# Am I wasting My Time?!!



## duck3203 (Jul 22, 2010)

The short story - Saw my wife sending nude pics and porno vids to a few guys. Hacked her email and my fears were confirmed. I copied the emails and pic to protect myself in court and sent emails to a few of her guys and her. Years back I had an 'issue' with crossdressing that I quite after she found out.

When we finally talk about her multiple affairs it was all my fault because our sex was almost nothing (I sought out a viagria prescription about a month prior to all this, not real proud of that).

So, she has affairs with at least three guys so far and our 'talk' is It's my fault, I was rude to her guys, she will live the way she has been and we're to poor to do a divorce. I wanted some assurance that she would be faithful, didn't get it. Today right in front of me, Right In Front of Me! she told her 'friend' in german that she has a 'special outfit for him'. He was on her email list for her pics.

So, if she has that little of respect for me, I'm I wasting my time trying to keep this together?


----------



## Tanelornpete (Feb 2, 2010)

> So, if she has that little of respect for me, I'm I wasting my time trying to keep this together?


That depends on whether you want to try to save your marriage or not...


----------



## Susan2010 (Apr 19, 2010)

duck3203 said:


> _So, if she has that little of respect for me, I'm I wasting my time trying to keep this together?_


That depends on if SHE wants to save the marriage or not.


----------



## Tanelornpete (Feb 2, 2010)

> That depends on if SHE wants to save the marriage or not.


Very few marriages would be saved if the Loyal spouse waited for the Disloyal to decide they wanted to save the marriage. Sometimes it takes some huge doses of reality to break through the fog enough to get the thinking going straight again. His time is only wasted if he is doing something he does not wish to do.


----------



## Mom6547 (Jul 13, 2010)

duck3203 said:


> The short story - Saw my wife sending nude pics and porno vids to a few guys. Hacked her email and my fears were confirmed. I copied the emails and pic to protect myself in court and sent emails to a few of her guys and her.
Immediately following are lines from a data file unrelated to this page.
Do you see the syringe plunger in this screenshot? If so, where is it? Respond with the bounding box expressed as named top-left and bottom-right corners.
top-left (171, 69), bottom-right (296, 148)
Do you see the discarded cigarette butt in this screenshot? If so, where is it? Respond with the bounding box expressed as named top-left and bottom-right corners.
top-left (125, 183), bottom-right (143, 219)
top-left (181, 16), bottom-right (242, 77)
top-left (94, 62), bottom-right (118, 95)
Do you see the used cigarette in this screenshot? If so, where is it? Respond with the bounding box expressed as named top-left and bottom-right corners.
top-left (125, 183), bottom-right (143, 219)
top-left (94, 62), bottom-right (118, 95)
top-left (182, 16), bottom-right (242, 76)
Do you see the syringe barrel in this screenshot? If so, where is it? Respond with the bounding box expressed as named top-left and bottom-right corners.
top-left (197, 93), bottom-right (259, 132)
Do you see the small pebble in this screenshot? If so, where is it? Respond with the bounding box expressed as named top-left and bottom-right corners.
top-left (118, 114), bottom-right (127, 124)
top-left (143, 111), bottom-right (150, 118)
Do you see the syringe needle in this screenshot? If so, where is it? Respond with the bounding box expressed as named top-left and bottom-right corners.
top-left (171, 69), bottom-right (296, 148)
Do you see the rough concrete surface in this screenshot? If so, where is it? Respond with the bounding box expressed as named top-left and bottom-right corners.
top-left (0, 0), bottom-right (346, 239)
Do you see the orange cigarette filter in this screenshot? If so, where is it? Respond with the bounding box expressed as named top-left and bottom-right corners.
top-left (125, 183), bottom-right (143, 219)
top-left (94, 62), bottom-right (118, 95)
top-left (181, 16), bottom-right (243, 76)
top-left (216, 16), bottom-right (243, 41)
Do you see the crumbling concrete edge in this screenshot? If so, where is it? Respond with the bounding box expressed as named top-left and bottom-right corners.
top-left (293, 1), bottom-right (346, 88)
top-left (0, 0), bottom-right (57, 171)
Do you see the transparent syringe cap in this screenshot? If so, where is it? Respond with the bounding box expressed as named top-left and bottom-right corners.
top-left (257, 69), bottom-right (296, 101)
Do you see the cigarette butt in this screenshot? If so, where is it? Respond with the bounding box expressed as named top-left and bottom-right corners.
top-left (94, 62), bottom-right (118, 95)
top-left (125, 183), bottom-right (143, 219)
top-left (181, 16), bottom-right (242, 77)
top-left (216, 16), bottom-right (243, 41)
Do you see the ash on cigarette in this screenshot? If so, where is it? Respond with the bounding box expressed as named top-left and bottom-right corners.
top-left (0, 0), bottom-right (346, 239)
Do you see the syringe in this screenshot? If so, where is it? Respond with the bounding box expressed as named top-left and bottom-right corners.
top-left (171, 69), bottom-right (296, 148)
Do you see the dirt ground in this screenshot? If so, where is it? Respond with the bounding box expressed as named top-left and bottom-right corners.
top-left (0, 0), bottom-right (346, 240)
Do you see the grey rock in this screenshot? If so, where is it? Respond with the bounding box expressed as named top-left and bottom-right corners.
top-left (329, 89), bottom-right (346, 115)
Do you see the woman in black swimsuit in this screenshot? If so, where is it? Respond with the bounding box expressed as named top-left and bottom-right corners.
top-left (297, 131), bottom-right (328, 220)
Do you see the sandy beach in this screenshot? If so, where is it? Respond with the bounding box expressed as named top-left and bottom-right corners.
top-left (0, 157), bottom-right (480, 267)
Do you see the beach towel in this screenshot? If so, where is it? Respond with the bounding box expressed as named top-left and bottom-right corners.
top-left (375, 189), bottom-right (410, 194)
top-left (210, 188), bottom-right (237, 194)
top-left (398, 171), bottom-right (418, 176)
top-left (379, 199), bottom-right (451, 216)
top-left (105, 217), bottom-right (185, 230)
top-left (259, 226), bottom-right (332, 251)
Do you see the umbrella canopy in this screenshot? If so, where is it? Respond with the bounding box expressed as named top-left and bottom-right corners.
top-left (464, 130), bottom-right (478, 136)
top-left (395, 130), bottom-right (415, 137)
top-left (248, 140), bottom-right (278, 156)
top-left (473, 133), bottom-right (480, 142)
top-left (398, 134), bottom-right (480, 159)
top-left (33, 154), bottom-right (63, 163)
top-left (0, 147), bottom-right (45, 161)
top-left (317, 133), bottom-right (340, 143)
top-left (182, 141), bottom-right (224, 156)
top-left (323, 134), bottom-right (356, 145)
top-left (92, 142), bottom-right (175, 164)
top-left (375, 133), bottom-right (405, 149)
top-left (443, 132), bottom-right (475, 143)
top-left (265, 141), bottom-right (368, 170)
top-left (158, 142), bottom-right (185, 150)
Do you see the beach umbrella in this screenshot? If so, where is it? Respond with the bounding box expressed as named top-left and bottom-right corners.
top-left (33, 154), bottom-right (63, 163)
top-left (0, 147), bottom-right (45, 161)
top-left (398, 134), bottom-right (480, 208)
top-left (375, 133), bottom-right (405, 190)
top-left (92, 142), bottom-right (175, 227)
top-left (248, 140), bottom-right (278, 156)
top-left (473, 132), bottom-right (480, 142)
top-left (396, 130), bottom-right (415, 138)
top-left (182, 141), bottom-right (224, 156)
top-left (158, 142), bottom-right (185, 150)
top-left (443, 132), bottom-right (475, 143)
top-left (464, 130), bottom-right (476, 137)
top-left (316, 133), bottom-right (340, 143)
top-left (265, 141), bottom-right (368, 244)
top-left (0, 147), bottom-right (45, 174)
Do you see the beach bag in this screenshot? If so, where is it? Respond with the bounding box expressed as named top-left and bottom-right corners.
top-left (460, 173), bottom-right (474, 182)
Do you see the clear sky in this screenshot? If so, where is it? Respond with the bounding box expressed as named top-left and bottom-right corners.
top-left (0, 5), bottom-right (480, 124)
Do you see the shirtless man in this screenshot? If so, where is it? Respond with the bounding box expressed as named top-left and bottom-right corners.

Years back I had an 'issue' with crossdressing that I quite after she found out.
> 
> When we finally talk about her multiple affairs it was all my fault because our sex was almost nothing (I sought out a viagria prescription about a month prior to all this, not real proud of that).
> 
> ...


Look up cuckold. To answer your question... Yes.


----------



## Affaircare (Jan 11, 2010)

You know what duck? You may not get the result you are hoping for, but your time is your own. YOU are the one who decides if it is a waste of your time, not us. 

I will say, though, that I sort of see two questions here. One is "Will I get her back the way it used to be?" and the other is "How long do I do this?" 

For question #1 I can tell you that you will not get her back the way that it used to be or the way that you wished it was. You had an illusion in your head that you had a happy, loving wife who would never be unfaithful. After an affair, that illusion is lost and usually both you and she would need to mature some--so with the personal growth comes change and that means it will not be "like it used to be." It will be different, but even something that is new can be good. 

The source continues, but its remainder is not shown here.